Godse kept Gandhi alive by assassinating him. Or else, we would have forgotten him even in his lifetime. Like the world forgot Mikhail Gorbachev. Violence, anger, bloodshed are the highpoints we celebrate as history. Our wars are what define us as nations, as the map of the world is being constantly redrawn. Empires are shrinking. New nations are being born.

New instruments of conflict keep being discovered. These are the new change agents. So when Sibal protests against social networking sites he is doing exactly what every Government wants to do: Preserve the status quo. For in the status quo lies their only hope of clinging onto power. That is why every re-election campaign starts with the promise of stability. It is the perpetuation of the myth that what exists is perfect. What could follow may be dangerous. 

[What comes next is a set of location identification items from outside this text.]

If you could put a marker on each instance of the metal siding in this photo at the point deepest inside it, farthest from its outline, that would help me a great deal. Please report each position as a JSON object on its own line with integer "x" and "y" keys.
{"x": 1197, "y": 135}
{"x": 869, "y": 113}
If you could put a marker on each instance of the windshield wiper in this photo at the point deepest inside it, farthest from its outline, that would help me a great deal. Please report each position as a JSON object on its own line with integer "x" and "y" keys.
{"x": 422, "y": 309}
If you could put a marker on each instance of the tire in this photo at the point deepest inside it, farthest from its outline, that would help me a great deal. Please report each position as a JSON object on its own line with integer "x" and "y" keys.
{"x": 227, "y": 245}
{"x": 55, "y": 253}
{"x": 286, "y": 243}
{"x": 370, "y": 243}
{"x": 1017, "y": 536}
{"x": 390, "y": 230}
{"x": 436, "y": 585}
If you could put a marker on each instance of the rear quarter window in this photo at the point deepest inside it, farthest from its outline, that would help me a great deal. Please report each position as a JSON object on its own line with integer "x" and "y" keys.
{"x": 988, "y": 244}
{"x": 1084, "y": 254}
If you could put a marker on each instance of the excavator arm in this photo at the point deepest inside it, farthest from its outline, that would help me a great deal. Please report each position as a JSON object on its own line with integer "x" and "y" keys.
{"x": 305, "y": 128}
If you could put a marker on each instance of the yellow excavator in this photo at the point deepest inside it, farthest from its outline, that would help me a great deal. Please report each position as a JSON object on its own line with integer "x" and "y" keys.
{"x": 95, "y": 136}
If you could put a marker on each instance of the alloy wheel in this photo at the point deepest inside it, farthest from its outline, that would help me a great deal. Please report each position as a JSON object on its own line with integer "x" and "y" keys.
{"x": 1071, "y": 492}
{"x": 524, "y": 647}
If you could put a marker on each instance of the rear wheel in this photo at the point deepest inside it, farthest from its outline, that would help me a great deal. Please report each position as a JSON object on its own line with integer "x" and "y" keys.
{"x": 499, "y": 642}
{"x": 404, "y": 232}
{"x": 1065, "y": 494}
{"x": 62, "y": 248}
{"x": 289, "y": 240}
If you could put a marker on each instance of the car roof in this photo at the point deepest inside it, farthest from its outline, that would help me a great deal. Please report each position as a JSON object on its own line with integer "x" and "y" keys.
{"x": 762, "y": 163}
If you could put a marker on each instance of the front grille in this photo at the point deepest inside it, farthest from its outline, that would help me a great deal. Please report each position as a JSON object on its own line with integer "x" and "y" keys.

But the modern world exists because it flirts with danger. Conflict creates markets. Conflict brings us change. Conflict opens up new opportunities, redefines existing social structures, gives hope to the underprivileged, the trampled upon. It teaches us the importance of constant change. Sun Tzu is the philosopher of our times. He teaches us that we must not run away from conflict but win it artfully and use it to change our lives.

The Tomsk court is not wrong. The Bhagawad Gita teaches us exactly this, and more. It teaches us that it is our moral duty to fight every war and win it instead of whimpering about peace and stability, right and wrong. In that sense, it is indeed extremist literature for our extremist times. It is that rare manual for survival in the age of bloody, bare knuckled fights. To ban it would be stupid. To learn from it would be apt.